# Which SMD or Non SMD LED out there gives the highest lumen per watt today?



## nobleimd (Jul 17, 2015)

Have a bit of a challenge going on. Trying to develop a light that has total of 7W power consumption max. But must give at least 900 lumens of light , trying to run this off a 3600 mAH battery and need at least 6-8 hours of good effective lighting, so maybe a lumen /watt of 180-200? Is it possible with any available SMDs today?


----------



## lightfooted (Jul 17, 2015)

While there may be something in developement, if you do the math on your expectations you will realize that you are expecting a draw of around 3 amps to last 6-8 hours. 900 Lumens is still a lot of light to expect from a single cell LED especially if that's OTF and not emitter lumens. Until a new LED is developed that operates at less than 2 volts, you're going to need something closer to 300 lumens per watt to obtain the 900 lumens output you want.


----------



## RetroTechie (Jul 17, 2015)

@ 120 lm/W, 900 lumens = 7.5W. @ 150 lm/W, 900 lumens = 6W. Say you need 7W, at ~3.5V (single Li-ion) that's about 2A. Which would give you <2 hrs runtime with a 3.6 Ah battery. Want more runtime? Add more/bigger batteries, or lower that lumens requirement.
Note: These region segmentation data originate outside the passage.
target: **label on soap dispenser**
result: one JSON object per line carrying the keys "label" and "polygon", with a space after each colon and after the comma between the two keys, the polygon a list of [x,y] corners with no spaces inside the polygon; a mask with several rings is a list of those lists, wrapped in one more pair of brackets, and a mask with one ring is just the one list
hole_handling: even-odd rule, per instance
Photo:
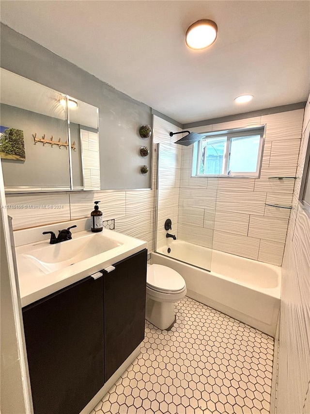
{"label": "label on soap dispenser", "polygon": [[102,215],[93,215],[93,229],[102,229],[103,225],[103,218]]}

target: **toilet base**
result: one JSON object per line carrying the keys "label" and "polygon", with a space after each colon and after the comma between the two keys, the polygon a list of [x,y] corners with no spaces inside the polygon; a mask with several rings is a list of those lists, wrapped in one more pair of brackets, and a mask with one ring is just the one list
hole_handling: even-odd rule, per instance
{"label": "toilet base", "polygon": [[174,305],[173,302],[157,302],[148,298],[145,319],[162,331],[170,330],[176,320]]}

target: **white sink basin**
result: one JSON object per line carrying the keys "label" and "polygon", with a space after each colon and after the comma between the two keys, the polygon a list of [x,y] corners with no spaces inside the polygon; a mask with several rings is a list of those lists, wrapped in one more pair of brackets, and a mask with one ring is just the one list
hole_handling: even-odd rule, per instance
{"label": "white sink basin", "polygon": [[[77,225],[78,231],[73,232],[71,240],[50,245],[48,236],[42,235],[44,231],[57,232],[73,224]],[[112,230],[92,233],[85,230],[90,225],[90,219],[80,219],[14,232],[22,306],[147,247],[146,242]]]}
{"label": "white sink basin", "polygon": [[23,256],[47,274],[122,244],[102,233],[93,233],[54,245],[41,243]]}

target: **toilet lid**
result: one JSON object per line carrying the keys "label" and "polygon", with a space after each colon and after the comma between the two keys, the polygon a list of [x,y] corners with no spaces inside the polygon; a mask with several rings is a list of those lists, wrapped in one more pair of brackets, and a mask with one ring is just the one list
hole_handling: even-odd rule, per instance
{"label": "toilet lid", "polygon": [[185,281],[175,270],[162,265],[147,266],[146,284],[151,289],[164,292],[178,292],[185,287]]}

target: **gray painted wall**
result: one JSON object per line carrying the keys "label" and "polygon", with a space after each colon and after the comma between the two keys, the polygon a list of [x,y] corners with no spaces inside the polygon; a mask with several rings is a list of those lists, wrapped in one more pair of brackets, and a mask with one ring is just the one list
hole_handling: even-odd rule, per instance
{"label": "gray painted wall", "polygon": [[[151,108],[116,90],[7,26],[0,26],[1,66],[99,108],[102,189],[147,188],[151,174],[142,174],[139,128],[151,125]],[[82,52],[82,50],[81,50]]]}

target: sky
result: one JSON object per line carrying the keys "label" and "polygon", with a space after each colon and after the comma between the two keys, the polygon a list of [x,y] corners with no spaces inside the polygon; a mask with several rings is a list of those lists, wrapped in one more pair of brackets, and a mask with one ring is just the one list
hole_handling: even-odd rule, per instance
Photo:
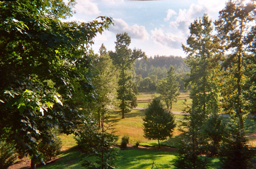
{"label": "sky", "polygon": [[141,49],[148,57],[154,55],[185,57],[189,26],[207,13],[213,21],[225,7],[225,0],[77,0],[76,13],[70,20],[89,22],[99,16],[112,17],[114,26],[98,34],[92,47],[95,53],[103,43],[115,51],[116,35],[126,32],[131,49]]}

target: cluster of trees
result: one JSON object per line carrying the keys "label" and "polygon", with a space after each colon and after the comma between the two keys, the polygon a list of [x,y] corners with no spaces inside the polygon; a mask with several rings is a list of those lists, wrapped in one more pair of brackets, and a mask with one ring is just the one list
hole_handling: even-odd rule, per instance
{"label": "cluster of trees", "polygon": [[[102,45],[100,55],[95,54],[89,48],[112,18],[62,21],[72,16],[75,4],[0,3],[0,151],[29,156],[32,169],[47,160],[51,151],[47,148],[55,145],[59,149],[57,130],[75,134],[84,145],[91,143],[86,138],[94,138],[89,147],[101,155],[97,161],[101,167],[112,168],[116,151],[111,146],[116,137],[107,132],[112,126],[106,127],[104,121],[116,98],[123,117],[136,106],[131,68],[136,59],[146,57],[145,53],[129,49],[131,38],[124,33],[116,35],[115,52],[107,52]],[[1,167],[15,158],[1,153],[1,160],[3,154],[7,157]]]}
{"label": "cluster of trees", "polygon": [[1,167],[9,165],[16,153],[29,156],[31,168],[44,163],[59,150],[55,134],[61,131],[74,134],[79,144],[98,158],[96,166],[87,161],[84,166],[113,168],[117,151],[111,146],[117,137],[107,132],[113,125],[106,121],[117,105],[123,118],[136,106],[132,66],[146,56],[128,48],[126,33],[116,35],[115,52],[102,44],[100,55],[94,54],[89,49],[93,38],[113,24],[112,18],[62,21],[72,16],[75,4],[0,3]]}
{"label": "cluster of trees", "polygon": [[[207,168],[205,155],[220,157],[222,168],[255,164],[244,120],[255,115],[256,14],[253,1],[229,0],[214,23],[216,33],[207,14],[189,26],[183,48],[188,55],[186,83],[192,101],[181,125],[177,168]],[[230,115],[228,125],[218,115],[221,112]]]}
{"label": "cluster of trees", "polygon": [[134,81],[139,92],[154,91],[160,80],[166,78],[171,66],[175,69],[177,80],[181,90],[186,89],[183,79],[188,77],[189,68],[185,63],[184,59],[173,56],[154,56],[145,60],[137,60],[134,65],[135,73]]}

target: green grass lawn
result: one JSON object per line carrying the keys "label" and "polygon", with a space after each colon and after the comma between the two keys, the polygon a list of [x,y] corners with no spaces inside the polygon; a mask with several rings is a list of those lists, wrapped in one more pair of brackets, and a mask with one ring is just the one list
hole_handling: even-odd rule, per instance
{"label": "green grass lawn", "polygon": [[[150,94],[147,94],[150,95]],[[183,95],[184,97],[187,96]],[[147,97],[149,97],[148,95]],[[145,97],[145,98],[146,98]],[[190,99],[187,98],[187,102],[191,103]],[[176,110],[181,110],[184,99],[178,100]],[[142,104],[142,103],[139,104]],[[142,106],[143,107],[143,106]],[[175,106],[174,105],[174,107]],[[175,110],[173,109],[174,111]],[[179,110],[176,110],[179,111]],[[133,109],[131,112],[125,114],[125,118],[121,118],[120,112],[117,112],[110,116],[109,120],[115,122],[115,134],[119,135],[119,139],[117,143],[120,144],[120,138],[124,135],[130,137],[129,143],[134,144],[139,141],[140,145],[146,147],[157,147],[157,140],[149,140],[143,137],[143,125],[142,117],[144,115],[144,110]],[[182,115],[175,115],[177,126],[182,120]],[[228,117],[223,117],[224,121],[227,123]],[[249,119],[245,120],[245,127],[247,129],[247,137],[249,143],[253,146],[256,145],[256,122]],[[177,147],[177,143],[180,139],[180,134],[176,127],[174,132],[174,136],[171,138],[160,141],[162,146]],[[67,135],[61,134],[58,136],[61,138],[63,146],[62,151],[58,155],[60,158],[56,161],[48,164],[47,166],[39,167],[41,169],[81,169],[83,160],[86,159],[91,159],[86,154],[82,154],[76,147],[77,145],[74,135]],[[174,168],[172,165],[173,160],[177,155],[177,152],[169,152],[157,150],[131,149],[120,150],[119,157],[116,160],[116,166],[120,169],[151,169],[153,161],[158,168]],[[219,160],[218,158],[211,158],[211,169],[219,168]],[[155,168],[155,167],[154,167]]]}
{"label": "green grass lawn", "polygon": [[[120,150],[116,160],[119,169],[151,169],[154,161],[160,169],[172,169],[173,160],[177,155],[175,152],[146,149],[128,149]],[[86,154],[79,151],[76,147],[62,152],[58,157],[61,158],[46,166],[38,167],[44,169],[81,169],[81,164],[85,159],[91,159]],[[211,168],[217,168],[219,160],[217,158],[210,158]],[[155,167],[154,168],[156,168]]]}
{"label": "green grass lawn", "polygon": [[[119,142],[120,142],[121,137],[124,135],[128,135],[130,137],[129,142],[133,143],[136,141],[140,142],[154,143],[157,143],[156,140],[149,140],[143,137],[143,121],[142,117],[144,115],[143,110],[132,110],[131,112],[125,115],[125,118],[122,118],[122,115],[119,112],[116,112],[110,116],[110,120],[114,121],[116,132],[115,134],[119,135]],[[182,115],[174,115],[175,121],[178,125],[182,119]],[[176,127],[174,130],[174,135],[178,135],[180,133],[178,128]],[[172,144],[170,146],[173,146]]]}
That is assuming a high-efficiency driver, and LEDs that actually hit those lm/W figures under operating conditions. You'll have the best chance of hitting those figures when the LED(s) are driven at a modest level. Read: grab a LED than _could_ output much more lumens than what you're aiming for (like a Cree XHP50 / XHP70). Or use multiple LEDs. Oh and: the highest-output LEDs will normally be cool white ones...


----------



## SemiMan (Jul 17, 2015)

And the assumption of course being made, right or wrong by the last two posters, that the battery is a LiIon and / or a single cell.

Can you give us a better idea of what your battery is?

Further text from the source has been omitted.